Just at this point, I happened to look to my left, over the fence running beside us, and saw the bull in the field, watching us carefully. I had seen photos of bulls in magazines, but of course never in reality, and even though this one was standing quite far from us, and I knew it couldn’t cross the fence, I was so alarmed by its appearance I gave an exclamation and came to a halt. I’d never before seen anything that gave, all at once, so many signals of anger and the wish to destroy. Its face, its horns, its cold eyes watching me all brought fear into my mind, but I felt something more, something stranger and deeper. At that moment it felt to me some great error had been made that the creature should be allowed to stand in the Sun’s pattern at all, that this bull belonged somewhere deep in the ground far within the mud and darkness, and its presence on the grass could only have awful consequences.
‘It’s okay,’ the Mother said. ‘He can’t touch us. Now come on. I need a coffee.’

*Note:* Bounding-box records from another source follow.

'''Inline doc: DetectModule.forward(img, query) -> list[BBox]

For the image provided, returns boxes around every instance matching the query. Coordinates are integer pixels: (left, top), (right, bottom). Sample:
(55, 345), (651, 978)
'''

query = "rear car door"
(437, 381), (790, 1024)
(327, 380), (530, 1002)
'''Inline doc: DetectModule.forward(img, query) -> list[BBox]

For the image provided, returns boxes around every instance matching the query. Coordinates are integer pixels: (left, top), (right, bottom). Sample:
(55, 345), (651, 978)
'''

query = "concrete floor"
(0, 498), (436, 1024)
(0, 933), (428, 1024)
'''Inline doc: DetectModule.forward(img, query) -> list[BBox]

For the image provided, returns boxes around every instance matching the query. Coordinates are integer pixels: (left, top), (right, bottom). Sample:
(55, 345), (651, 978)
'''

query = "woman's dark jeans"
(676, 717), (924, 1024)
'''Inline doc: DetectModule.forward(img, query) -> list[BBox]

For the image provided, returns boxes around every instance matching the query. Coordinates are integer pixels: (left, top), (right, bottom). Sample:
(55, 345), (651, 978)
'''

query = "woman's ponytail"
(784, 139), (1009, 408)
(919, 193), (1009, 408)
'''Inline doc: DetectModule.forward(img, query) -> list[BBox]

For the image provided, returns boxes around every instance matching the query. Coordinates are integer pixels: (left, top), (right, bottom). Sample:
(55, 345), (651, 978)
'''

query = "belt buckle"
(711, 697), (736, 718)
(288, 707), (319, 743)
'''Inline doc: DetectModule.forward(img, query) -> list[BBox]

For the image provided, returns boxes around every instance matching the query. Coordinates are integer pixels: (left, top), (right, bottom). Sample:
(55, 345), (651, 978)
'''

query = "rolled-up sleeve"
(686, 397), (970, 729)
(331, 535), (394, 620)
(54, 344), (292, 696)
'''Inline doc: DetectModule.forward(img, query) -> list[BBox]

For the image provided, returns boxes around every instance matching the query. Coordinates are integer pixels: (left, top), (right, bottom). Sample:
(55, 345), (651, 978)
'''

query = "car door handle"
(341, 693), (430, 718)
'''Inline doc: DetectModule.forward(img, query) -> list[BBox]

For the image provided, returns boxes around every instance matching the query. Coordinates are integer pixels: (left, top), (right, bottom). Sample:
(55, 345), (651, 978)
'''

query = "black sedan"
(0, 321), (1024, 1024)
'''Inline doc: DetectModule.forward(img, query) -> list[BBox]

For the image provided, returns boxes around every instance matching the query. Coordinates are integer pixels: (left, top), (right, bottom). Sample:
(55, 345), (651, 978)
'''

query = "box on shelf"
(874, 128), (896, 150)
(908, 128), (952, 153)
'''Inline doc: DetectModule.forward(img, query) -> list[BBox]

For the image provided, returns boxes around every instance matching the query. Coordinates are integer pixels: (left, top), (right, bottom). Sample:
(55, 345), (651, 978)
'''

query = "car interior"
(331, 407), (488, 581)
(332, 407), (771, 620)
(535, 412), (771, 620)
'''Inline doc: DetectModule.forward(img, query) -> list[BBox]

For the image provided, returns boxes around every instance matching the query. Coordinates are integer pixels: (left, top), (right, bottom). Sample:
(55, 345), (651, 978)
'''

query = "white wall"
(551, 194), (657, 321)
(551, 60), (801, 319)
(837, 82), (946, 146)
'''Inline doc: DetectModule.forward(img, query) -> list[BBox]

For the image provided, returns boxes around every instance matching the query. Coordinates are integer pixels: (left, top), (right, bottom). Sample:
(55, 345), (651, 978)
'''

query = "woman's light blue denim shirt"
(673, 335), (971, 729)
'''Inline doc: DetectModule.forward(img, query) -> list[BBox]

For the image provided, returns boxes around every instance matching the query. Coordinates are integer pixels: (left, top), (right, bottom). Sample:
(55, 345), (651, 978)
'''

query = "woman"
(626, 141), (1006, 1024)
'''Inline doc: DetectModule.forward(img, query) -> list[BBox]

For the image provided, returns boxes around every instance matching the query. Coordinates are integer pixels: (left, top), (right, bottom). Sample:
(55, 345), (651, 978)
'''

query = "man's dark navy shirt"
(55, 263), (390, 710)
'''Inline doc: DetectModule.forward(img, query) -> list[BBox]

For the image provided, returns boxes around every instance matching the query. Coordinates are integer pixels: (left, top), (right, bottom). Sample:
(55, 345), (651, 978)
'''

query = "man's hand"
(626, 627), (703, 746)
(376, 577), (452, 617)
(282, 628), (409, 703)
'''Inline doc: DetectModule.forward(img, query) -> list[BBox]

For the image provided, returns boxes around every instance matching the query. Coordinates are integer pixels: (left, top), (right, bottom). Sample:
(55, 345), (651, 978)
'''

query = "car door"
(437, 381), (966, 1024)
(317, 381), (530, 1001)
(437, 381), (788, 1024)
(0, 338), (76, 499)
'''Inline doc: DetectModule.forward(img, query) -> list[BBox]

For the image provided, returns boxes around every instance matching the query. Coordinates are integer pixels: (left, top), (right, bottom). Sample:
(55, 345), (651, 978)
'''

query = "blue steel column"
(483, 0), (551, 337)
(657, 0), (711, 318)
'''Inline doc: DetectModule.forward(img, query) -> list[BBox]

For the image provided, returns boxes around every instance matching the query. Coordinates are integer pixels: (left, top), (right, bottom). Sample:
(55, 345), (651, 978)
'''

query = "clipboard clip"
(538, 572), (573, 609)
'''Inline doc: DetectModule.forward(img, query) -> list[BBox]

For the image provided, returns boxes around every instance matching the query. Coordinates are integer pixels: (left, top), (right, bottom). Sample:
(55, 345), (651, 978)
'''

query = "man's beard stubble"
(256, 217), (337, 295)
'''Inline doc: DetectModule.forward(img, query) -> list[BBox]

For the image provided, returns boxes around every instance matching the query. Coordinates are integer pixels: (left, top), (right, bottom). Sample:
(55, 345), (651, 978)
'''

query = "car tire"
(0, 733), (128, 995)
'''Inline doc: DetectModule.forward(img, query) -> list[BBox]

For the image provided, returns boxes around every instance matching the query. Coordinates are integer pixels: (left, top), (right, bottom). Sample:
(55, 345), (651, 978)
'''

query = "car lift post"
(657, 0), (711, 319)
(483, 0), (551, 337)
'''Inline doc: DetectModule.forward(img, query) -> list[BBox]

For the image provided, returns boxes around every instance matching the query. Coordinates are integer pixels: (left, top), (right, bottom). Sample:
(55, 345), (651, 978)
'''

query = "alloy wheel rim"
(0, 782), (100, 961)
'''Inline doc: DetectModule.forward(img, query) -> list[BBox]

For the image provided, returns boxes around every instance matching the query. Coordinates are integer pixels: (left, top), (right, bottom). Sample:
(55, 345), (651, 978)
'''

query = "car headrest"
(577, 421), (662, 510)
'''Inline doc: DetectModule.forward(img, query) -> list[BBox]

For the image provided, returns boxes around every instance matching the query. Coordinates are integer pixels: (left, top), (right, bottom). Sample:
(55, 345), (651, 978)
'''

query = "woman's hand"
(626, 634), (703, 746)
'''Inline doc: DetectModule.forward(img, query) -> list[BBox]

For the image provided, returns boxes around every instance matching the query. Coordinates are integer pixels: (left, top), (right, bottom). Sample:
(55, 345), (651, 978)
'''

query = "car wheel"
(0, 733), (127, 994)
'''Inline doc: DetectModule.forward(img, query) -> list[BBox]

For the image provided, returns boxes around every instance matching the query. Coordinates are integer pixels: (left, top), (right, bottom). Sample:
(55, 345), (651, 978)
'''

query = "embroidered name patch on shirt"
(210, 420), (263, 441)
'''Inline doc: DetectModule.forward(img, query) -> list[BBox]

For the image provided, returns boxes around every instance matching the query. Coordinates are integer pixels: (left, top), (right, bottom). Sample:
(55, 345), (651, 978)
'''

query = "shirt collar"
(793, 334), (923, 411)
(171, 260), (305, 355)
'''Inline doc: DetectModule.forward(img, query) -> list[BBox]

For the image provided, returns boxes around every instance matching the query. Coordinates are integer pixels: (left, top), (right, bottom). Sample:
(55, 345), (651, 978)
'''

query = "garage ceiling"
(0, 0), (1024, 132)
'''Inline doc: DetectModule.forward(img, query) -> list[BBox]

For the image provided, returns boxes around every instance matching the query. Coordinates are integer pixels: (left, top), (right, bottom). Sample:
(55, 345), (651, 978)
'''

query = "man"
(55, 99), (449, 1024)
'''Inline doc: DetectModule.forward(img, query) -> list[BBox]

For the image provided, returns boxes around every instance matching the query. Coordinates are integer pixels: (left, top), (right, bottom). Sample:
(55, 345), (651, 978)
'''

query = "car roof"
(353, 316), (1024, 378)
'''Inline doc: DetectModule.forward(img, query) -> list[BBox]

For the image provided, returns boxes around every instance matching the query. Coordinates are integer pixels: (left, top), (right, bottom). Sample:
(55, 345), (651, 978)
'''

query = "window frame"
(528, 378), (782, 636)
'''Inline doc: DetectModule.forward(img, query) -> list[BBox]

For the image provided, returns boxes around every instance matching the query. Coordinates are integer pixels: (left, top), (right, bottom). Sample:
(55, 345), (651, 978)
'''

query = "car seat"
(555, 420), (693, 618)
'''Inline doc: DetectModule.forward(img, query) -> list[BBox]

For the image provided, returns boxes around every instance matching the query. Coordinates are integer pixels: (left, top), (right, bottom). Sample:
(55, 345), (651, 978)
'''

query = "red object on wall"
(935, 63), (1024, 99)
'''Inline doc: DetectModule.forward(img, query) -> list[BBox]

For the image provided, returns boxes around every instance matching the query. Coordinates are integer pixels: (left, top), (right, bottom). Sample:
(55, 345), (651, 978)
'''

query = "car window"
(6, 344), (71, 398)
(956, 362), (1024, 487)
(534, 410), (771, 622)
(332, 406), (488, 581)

I made myself look away from the bull and followed the Mother. Then quite soon we were no longer climbing and around us appeared the rough wooden tables I’d seen in Josie’s photograph. I counted fourteen of them placed around the field, each one with benches attached on either side made from wooden planks. There were adults, children, AFs, dogs sitting at the tables, or running, walking and standing around them. Just beyond the tables was the waterfall. It was larger and fiercer than the one I’d seen in the magazine, filling eight boxes just by itself. I looked for the Sun, but couldn’t see him in the gray sky.